Prepare to be amazed by the 'Museum for Ridiculously Interesting Things' - an Instagram page founded by the brilliant mind of Dr. Chelsea Nichols. Despite being an online venture, it has unearthed some of the most captivating curiosities and artifacts you could possibly imagine. This virtual vault of the extraordinary and enchanting contains a wide array of unique finds, ranging from German-made black cat paper fans to engraved musical lyrics on Italian Notation Knives. Don't just take our word for it, take a peek and prepare to be mesmerized.
Related: 30 Historic Artifacts With Centuries of Beauty
1. These are an extremely rare set of 16th-century Italian notation knives. Each side has musical notes and lyrics engraved on the steel blade, which are intended to be sung as grace before and after a meal.
2. Amazing illustrations from a circa 1720 Japanese medical book on smallpox. It cleverly uses paper embossing to show the changing texture of smallpox lesions at different stages of the disease.
3. This gilt-bronze bat chandelier was made around 1910 by Böhlmarks, a Swedish lamp company. The pendant lights are surrounded by little furled bats hanging upside down.
4. Gold spider earrings, 300 BC to 100 BC, from the Bactrian region in modern-day Afghanistan.
5. A 15th-century painting depicting St. Bartholomew wearing his own flayed skin as a robe after being skinned alive
6. A black cat paper fan made in Germany in the 1920s.
7. This is an example of a unique trend from the mid-1600s: miniature oil portraits that came with clear slices of mica painted with different costumes.
8. A traditional Irish Jack-O'-Lantern carved from a turnip, around 1850.
9. A shoe doll that belonged to a child in London's slums in the early 20th century. It's handmade from fabric scraps and the heel of a man's worn-out shoe, with hair made from an old black sock.

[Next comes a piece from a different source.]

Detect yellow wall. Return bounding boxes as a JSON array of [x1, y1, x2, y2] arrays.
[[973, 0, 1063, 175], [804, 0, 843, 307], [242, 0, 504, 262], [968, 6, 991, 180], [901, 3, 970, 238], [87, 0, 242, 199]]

10. In the early 1900s, a man wasn't able to pay for proper dentures, so he made his own from melted toothbrush handles and the teeth of a dead coyote.
11. Frank Morris and brothers John and Clarence Anglin made these dummy soap heads, which they tucked into their beds to fool the night guards during their successful escape from Alcatraz Penitentiary in June 1962.
12. When you removed the lid from this Victorian gold charm, a little demon with sparkling rhinestone eyes appeared. These devil totems were worn as symbols of temperance, a reminder to resist the sinful temptation of drinking alcohol.
13. These amazing vintage Krampus claws are from a small town in Austria. They were used at an annual Krampus festival for about 70 years.
14. A neon salesman’s sample case, circa 1935
15. A tiny devil vitrified in a glass prism. In the 18th century, the Imperial Treasury of Vienna attested that this was a real demon that had been trapped in glass during an exorcism in Germany a century earlier.